129 Era stato un uom Carlo molto degno:
     Natura intese un uom pien di virtute,
     Di gran fortezza e di predito ingegno;
     Avea molte gran cose già vedute,
     Di nobil sangue tenuto gran regno;
     Ma non fur le sue opre cognosciute,
     E non ebbe la tuba di Lucano,
     Che sarebbe una Roma, un Carlo Mano.

130 Così faceva il duca di Baviera,
     A cui l’ultimo giorno è pur vicino;
     Ma perchè il suo valore allo estremo era,
     Facea come fa il lume a mattutino,
     E rompe ed urta e sbaraglia ogni schiera:
     Insino all’arcivescovo Turpino
     Uccide anch’egli, e faceva ogni male,
     Pur con la spada, non col pasturale.

131 Orlando poi che si partì d’Antea,
     Avea del sangue de’ Pagani un guazzo
     Fatto, che già verso il fiume correa,
     Tanti n’uccide di quel popol pazzo:
     Sempre in alto la spada si vedea,
     Sì che di morti copriva lo spazzo;
     E Vegliantino alle volte si serra,
     Ed urta e caccia assai gente per terra.

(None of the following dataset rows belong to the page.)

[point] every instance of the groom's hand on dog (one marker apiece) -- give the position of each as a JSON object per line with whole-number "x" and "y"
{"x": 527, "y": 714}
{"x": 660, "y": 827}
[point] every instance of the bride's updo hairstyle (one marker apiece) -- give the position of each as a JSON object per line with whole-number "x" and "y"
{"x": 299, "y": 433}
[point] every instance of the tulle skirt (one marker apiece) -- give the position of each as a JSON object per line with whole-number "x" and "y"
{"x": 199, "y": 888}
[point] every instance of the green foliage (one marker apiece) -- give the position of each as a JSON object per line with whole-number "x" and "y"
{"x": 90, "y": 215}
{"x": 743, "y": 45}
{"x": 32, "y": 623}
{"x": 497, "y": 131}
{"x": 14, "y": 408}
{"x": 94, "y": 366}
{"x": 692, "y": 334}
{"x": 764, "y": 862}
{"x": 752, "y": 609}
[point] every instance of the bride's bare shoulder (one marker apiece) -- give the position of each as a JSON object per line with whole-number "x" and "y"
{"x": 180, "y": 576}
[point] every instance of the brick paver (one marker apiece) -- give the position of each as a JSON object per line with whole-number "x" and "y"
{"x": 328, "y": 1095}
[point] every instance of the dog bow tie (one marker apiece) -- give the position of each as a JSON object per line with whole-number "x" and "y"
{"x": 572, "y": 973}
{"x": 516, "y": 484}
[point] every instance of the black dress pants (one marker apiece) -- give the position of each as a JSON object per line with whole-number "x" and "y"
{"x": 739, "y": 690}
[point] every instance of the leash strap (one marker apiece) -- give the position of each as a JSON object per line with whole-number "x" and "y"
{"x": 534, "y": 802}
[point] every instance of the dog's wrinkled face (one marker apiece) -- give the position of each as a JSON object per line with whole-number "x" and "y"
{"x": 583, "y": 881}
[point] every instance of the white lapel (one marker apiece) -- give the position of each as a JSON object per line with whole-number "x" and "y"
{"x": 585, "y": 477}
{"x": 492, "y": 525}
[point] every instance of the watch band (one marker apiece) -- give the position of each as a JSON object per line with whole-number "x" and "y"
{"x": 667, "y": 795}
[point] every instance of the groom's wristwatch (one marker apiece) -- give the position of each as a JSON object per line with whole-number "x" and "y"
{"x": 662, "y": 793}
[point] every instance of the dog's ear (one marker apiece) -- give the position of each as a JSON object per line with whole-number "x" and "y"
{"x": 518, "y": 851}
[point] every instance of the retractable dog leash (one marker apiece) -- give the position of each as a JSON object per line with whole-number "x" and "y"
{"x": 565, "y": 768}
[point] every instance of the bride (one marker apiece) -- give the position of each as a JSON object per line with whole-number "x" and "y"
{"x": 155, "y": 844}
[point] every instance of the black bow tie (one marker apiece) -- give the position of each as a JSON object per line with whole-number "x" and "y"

132 Bene è questo caval quel Vegliantino,
     Acciò che error non pigli chi m’ascolta,
     Che fu di Almonte degno Saracino;
     Così, quando Baiardo alcuna volta
     Si dice, non è falso il mio latino,
     Chè fia col signor lor la vita tolta:
     Ed è ragion, che la grazia del cielo
     Conservi ognun che conserva il Vangelo.

133 Gran cose il dì faceva Sicumoro,
     Il capitan ch’aveva lo stendardo,
     Ch’era fra tutti il primo barbassoro,
     E grida a’ Saracin: Popol gagliardo,
     Morte, sangue, vendetta, carne, a loro;
     Fatevi innanzi, ignun non sia codardo,
     Tagliate tutti costor come cani:
     E così rincorava i suoi Pagani.